A simpler approach is to updated the parent reactions for StoichiometricData. This will update any instances of the reaction catalyzed by an isozyme.

In [9]:
stoich_data.stoichiometry['h_c'] = -2
stoich_data.stoichiometry['h_p'] = 2
for r in stoich_data.parent_reactions:
    r.update()
    print('%s: \n\t%s' % (r.id, r.reaction))
E4PD_FWD_GAPDH-A-CPLX:
        4.27350427350427e-6*mu GAPDH-A-CPLX + e4p_c + h2o_c + 2.0 h_c + nad_c --> 4per_c + 2.0 h_p + nadh_c
E4PD_REV_ERYTH4PDEHYDROG-CPLX:
        4per_c + 3.09490345954754e-6*mu ERYTH4PDEHYDROG-CPLX + 2.0 h_p + nadh_c --> e4p_c + h2o_c + 2.0 h_c + nad_c
E4PD_REV_GAPDH-A-CPLX:
        4per_c + 3.20942472231275e-6*mu GAPDH-A-CPLX + 2.0 h_p + nadh_c --> e4p_c + h2o_c + 2.0 h_c + nad_c
E4PD_FWD_ERYTH4PDEHYDROG-CPLX:
        0.0135143204065698*mu ERYTH4PDEHYDROG-CPLX + e4p_c + h2o_c + 2.0 h_c + nad_c --> 4per_c + 2.0 h_p + nadh_c

Edit upper and lower reaction bounds

The upper and lower bounds can be edited through the stoichiometric data and updated to the metabolic reaction

Important: do not change the upper and lower bounds of a MetabolicReaction directly.
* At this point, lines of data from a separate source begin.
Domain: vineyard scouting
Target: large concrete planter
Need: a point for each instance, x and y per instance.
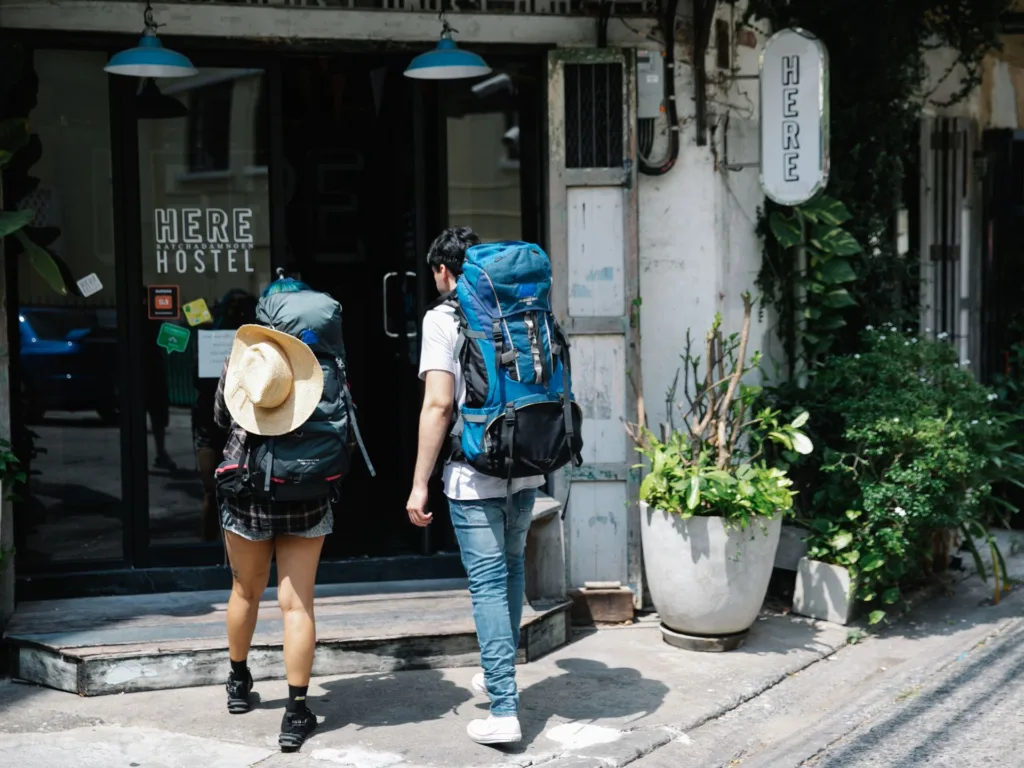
(707, 581)
(824, 592)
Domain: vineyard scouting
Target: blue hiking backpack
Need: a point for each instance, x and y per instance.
(519, 418)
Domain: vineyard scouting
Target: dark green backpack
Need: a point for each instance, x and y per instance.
(309, 462)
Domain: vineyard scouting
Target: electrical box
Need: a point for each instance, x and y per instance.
(650, 83)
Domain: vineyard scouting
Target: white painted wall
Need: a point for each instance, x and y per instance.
(698, 250)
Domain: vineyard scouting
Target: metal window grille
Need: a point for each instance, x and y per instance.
(594, 116)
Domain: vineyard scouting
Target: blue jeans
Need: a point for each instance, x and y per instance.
(494, 553)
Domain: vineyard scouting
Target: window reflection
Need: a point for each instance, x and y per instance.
(206, 236)
(483, 159)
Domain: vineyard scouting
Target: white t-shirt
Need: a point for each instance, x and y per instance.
(462, 482)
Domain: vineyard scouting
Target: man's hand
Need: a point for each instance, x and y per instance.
(435, 420)
(417, 507)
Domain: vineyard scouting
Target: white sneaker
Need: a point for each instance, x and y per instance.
(495, 730)
(479, 685)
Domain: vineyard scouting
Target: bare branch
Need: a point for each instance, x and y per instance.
(733, 384)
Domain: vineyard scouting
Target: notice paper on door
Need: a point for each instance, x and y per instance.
(214, 347)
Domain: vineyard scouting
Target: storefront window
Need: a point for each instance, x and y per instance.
(67, 408)
(206, 254)
(483, 160)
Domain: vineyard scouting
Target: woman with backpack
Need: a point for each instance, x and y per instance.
(275, 482)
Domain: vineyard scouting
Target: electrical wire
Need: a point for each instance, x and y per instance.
(659, 168)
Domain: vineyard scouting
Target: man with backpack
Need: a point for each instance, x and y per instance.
(498, 411)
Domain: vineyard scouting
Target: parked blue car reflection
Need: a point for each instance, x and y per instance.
(69, 363)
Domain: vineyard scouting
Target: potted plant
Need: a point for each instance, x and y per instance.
(712, 504)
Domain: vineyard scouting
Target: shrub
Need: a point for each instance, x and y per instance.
(913, 446)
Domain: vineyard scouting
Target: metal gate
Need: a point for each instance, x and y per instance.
(949, 228)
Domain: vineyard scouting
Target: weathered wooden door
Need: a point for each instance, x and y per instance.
(593, 247)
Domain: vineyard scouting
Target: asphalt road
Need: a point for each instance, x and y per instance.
(973, 715)
(942, 686)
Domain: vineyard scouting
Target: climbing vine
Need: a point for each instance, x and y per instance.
(879, 83)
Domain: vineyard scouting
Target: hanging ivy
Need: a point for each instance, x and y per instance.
(878, 83)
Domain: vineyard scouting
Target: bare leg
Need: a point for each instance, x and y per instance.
(297, 562)
(250, 571)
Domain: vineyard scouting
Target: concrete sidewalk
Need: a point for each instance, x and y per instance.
(604, 699)
(609, 698)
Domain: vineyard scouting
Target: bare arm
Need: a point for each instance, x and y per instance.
(435, 420)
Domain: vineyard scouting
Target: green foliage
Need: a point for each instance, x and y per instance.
(717, 465)
(686, 481)
(878, 87)
(820, 302)
(915, 446)
(15, 142)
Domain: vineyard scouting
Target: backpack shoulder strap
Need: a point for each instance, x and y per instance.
(445, 299)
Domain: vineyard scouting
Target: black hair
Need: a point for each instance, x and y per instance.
(450, 249)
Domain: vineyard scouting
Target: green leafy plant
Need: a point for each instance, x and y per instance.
(880, 82)
(716, 464)
(920, 445)
(19, 147)
(809, 245)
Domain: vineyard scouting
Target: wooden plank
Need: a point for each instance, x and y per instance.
(90, 612)
(595, 258)
(547, 635)
(599, 384)
(597, 526)
(46, 668)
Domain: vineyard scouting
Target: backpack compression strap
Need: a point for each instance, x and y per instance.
(347, 394)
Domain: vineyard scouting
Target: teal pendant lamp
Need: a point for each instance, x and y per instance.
(446, 61)
(151, 58)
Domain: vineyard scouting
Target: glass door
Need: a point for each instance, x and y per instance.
(67, 347)
(204, 212)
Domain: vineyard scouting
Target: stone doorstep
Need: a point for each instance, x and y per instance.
(100, 671)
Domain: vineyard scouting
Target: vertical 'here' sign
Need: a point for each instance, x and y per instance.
(794, 117)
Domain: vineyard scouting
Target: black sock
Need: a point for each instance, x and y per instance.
(296, 697)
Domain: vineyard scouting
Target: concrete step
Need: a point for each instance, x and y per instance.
(99, 645)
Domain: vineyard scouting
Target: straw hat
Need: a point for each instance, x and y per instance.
(273, 381)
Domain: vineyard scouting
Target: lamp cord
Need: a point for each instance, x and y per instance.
(151, 24)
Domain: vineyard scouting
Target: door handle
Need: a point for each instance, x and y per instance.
(387, 331)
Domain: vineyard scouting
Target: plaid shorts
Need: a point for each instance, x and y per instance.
(230, 521)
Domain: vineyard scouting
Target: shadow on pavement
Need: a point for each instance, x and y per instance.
(381, 700)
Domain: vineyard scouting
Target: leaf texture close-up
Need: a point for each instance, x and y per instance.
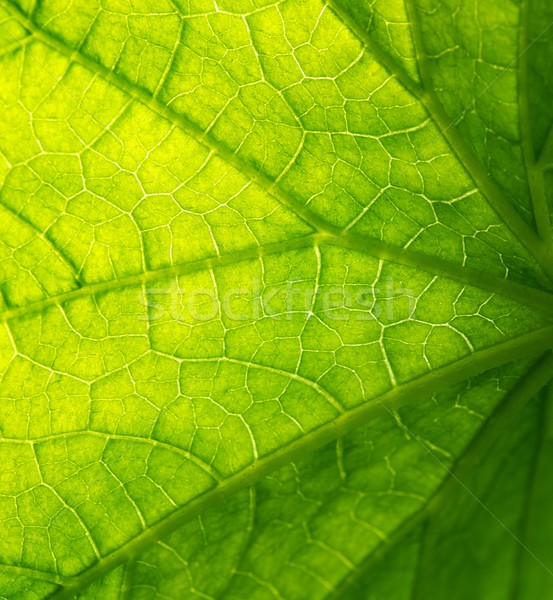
(276, 299)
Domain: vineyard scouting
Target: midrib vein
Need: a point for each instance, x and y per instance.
(535, 174)
(521, 294)
(535, 379)
(479, 362)
(428, 98)
(377, 248)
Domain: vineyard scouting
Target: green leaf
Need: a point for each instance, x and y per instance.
(276, 299)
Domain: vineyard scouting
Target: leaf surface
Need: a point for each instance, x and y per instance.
(301, 245)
If this is done than the change will be overwritten when the update function is ran (shown below)

In [10]:
rxn.lower_bound = -1000
print('Lower bound = %d' %rxn.lower_bound)
rxn.update()
print('Lower bound = %d' %rxn.lower_bound)
Lower bound = -1000
Lower bound = 0

Editing the reaction bounds of the StoichiometricData, however, will edit the bounds of the forward and reverse reaction, as well as any instances of the reaction catalyzed by isozymes

In [11]:
stoich_data.lower_bound = 0.
print('Upper Bounds\n--------------------------------------')
for r in stoich_data.parent_reactions:
    direction = 'Forward' if r.reverse is False else 'Reverse'
    print('%s Before Update \n\t%s: %s' % (direction, r.id, r.upper_bound))
    r.update()
    print('%s After Update \n\t%s: %s' % (direction, r.id, r.upper_bound))
Upper Bounds
--------------------------------------
Forward Before Update
        E4PD_FWD_GAPDH-A-CPLX: 1000.0
Forward After Update
        E4PD_FWD_GAPDH-A-CPLX: 1000.0
Reverse Before Update
        E4PD_REV_ERYTH4PDEHYDROG-CPLX: 1000.0
Reverse After Update
        E4PD_REV_ERYTH4PDEHYDROG-CPLX: 0
Reverse Before Update
        E4PD_REV_GAPDH-A-CPLX: 1000.0
Reverse After Update
        E4PD_REV_GAPDH-A-CPLX: 0
Forward Before Update
        E4PD_FWD_ERYTH4PDEHYDROG-CPLX: 1000.0
Forward After Update
        E4PD_FWD_ERYTH4PDEHYDROG-CPLX: 1000.0

Transcription Reactions

In [12]:
print('number of transcription reactions = %i' %
      len([r.id for r in me.reactions if type(r) == cobrame.TranscriptionReaction]))
print('number of transcription data objects = %i' %  len(list(me.transcription_data)))
print('number of transcribed genes (RNA) = %i' %
      len([m.id for m in me.metabolites if type(m) == cobrame.TranscribedGene]))
number of transcription reactions = 1447
number of transcription data objects = 1447
number of transcribed genes (RNA) = 1679

TranscribedGene (RNA) metabolite properties

Transciption occurs via operons contained within the organisms genome or transcription unit (TU). This means that often, a transcribed region will code for multiple RNAs. The E. coli ME-model has 4 possible RNA types that can be transcribed: - mRNA - tRNA - rRNA - ncRNA (noncoding RNA)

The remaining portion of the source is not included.